In March 1983, Matt Merrigan of the ATGWU wrote a letter calling on workers to boycott the PAYE system by calling for support from the clerical staff, who administered the payroll at firms. On the 7 April 1983, with the support of clerical workers, the payroll system at Waterford Crystal was not updated with the new tax codes and effectively income tax and PRSI was not extracted from workers’ wages. The company agreed a ‘loan package’ for workers to ensure they were paid.
They received widespread support, and a few workplaces were even able to copy their withholding tactic. Many more lacked the organisation of the Waterford Crystal workers and could not stop the deduction of taxes in the same way.
On the 13 April 1983, another rally and protest took place in Dublin and across the country against inequality in taxation. Over 100,000 workers took part in the stoppage and march in Dublin, 7,000 in Galway, in Cork 5,500 and in Limerick 5,000. A campaign of strikes and civil disobedience were demanded by the workers.8
In 1979 a new form of tripartite agreement called the National Understanding for economic and social development was proposed as a replacement for the National Wage Agreements.9 Jack Lynch, the Fianna Fáil leader and Taoiseach, claimed that this deal would distribute the tax burden equally.10
The agreement was designed to attract union leaders into longer-term arrangements. As Kieran Allen argues in Fianna Fáil and Irish Labour, the union leaders would accept a form of ‘political exchange’; they could have some influence over government policy in return for wage moderation and an end to industrial militancy.11 They discussed a number of issues including education, health, workers’ participation (becoming involved in the decision-making process of the employer), taxation and employment.
The PAYE revolt affected the popularity of the Fianna Fáil government. Compounded by internal wrangling on the question of the Troubles, the party’s vote in the European elections plummeted to 35% and they lost two by-elections in Cork. This led to the resignation of Jack Lynch as Taoiseach and the election of Charles J. Haughey as leader of Fianna Fáil.
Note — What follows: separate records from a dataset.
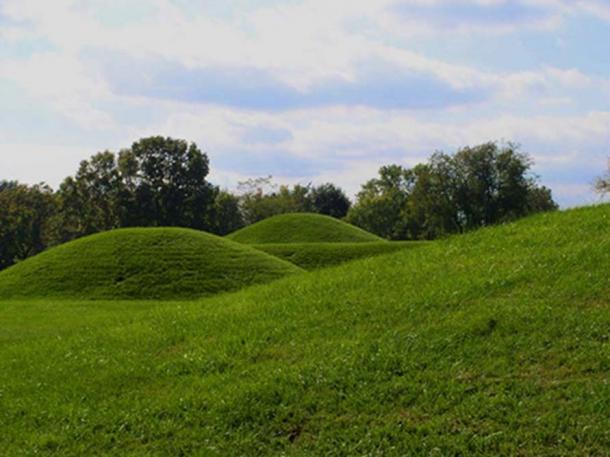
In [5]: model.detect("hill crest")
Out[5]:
[227,213,383,244]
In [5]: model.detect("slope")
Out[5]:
[0,205,610,456]
[250,241,425,270]
[227,213,382,244]
[0,228,299,299]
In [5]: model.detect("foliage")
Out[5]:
[228,213,381,244]
[347,143,557,239]
[240,176,351,225]
[57,136,218,242]
[310,183,352,219]
[0,205,610,457]
[0,181,57,270]
[211,191,245,236]
[250,241,426,270]
[595,159,610,195]
[0,228,301,300]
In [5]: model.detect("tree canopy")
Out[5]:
[347,143,557,239]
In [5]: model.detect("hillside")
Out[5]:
[250,241,425,270]
[227,213,382,244]
[0,228,299,299]
[0,205,610,457]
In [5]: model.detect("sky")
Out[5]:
[0,0,610,207]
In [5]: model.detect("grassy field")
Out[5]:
[0,228,300,299]
[250,241,425,270]
[0,205,610,456]
[227,213,382,244]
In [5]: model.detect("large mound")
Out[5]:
[228,213,382,244]
[0,205,610,457]
[250,241,426,270]
[0,228,299,299]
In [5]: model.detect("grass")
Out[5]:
[227,213,382,244]
[0,205,610,456]
[0,228,301,299]
[250,241,425,270]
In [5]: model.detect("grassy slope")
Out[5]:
[227,213,382,244]
[0,206,610,456]
[250,241,425,270]
[0,228,299,299]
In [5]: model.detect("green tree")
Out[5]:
[212,190,244,236]
[0,182,57,269]
[119,136,215,230]
[347,143,557,239]
[54,151,122,242]
[346,165,414,239]
[310,183,352,219]
[595,159,610,195]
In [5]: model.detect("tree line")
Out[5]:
[0,136,557,269]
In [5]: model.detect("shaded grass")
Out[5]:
[227,213,382,244]
[0,205,610,456]
[0,228,301,299]
[250,241,425,270]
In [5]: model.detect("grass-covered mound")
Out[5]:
[0,228,299,299]
[227,213,382,244]
[0,206,610,456]
[250,241,425,270]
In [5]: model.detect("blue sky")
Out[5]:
[0,0,610,206]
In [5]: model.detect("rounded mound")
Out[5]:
[227,213,382,244]
[0,228,302,299]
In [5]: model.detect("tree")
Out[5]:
[346,165,414,239]
[348,143,557,239]
[595,159,610,196]
[54,151,122,242]
[0,182,57,269]
[212,190,244,236]
[119,136,214,230]
[310,183,352,219]
[53,136,217,242]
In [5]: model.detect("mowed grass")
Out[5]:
[0,228,301,299]
[250,241,425,270]
[227,213,382,244]
[0,205,610,456]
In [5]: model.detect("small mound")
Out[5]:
[227,213,383,244]
[251,241,428,270]
[0,228,302,299]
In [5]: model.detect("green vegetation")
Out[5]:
[228,213,381,244]
[250,241,425,270]
[0,228,301,299]
[0,205,610,456]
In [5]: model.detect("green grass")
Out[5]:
[250,241,425,270]
[0,228,301,299]
[0,205,610,456]
[227,213,382,244]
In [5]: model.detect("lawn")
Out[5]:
[0,205,610,456]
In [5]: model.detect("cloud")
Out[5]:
[0,0,610,210]
[86,50,485,111]
[391,0,553,30]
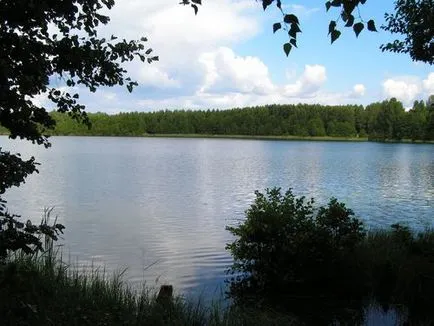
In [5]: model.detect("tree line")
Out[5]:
[37,99,434,140]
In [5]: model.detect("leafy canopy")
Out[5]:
[181,0,434,64]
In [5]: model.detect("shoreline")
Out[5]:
[0,133,434,144]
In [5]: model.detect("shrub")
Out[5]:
[226,188,365,306]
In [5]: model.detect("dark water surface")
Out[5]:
[0,137,434,306]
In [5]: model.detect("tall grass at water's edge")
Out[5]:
[0,238,293,326]
[0,228,434,326]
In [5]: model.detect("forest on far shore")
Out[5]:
[3,99,434,141]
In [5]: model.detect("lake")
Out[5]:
[0,137,434,295]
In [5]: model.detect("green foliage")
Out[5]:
[181,0,434,64]
[0,208,65,265]
[381,0,434,65]
[45,99,434,140]
[226,188,365,306]
[227,188,434,325]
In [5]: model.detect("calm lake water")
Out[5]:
[0,137,434,302]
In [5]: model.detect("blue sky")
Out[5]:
[39,0,434,113]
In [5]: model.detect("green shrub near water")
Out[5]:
[227,188,434,325]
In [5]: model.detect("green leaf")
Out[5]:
[329,20,336,35]
[283,14,299,24]
[345,15,354,27]
[273,23,282,33]
[368,19,377,32]
[283,43,292,56]
[331,29,341,44]
[288,24,301,38]
[353,23,365,37]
Haughey had earlier developed an alliance with the ITGWU and had spoken as an honoured guest at National Executive Committee in Liberty Hall following the Arms Trial in October 1970. Haughey used his influence with union leaders to help continue the National Understanding initiative. The continuing militancy of the tax revolt meant it was prudent to pay attention to the concerns of the unions and to make political promises on jobs, taxation, health and housing.
Yet, the longer-term aim was to promise partnership for union leaders to discourage militancy and to provide space and time for the ruling class to prepare to take on the workers. Haughey impressed some of the union leaders by making an unscheduled visit to the headquarters of the Federated Union of Employers (FUE) to cajole them into supporting the National Understanding. Haughey was simply buying time until union militancy had been defeated.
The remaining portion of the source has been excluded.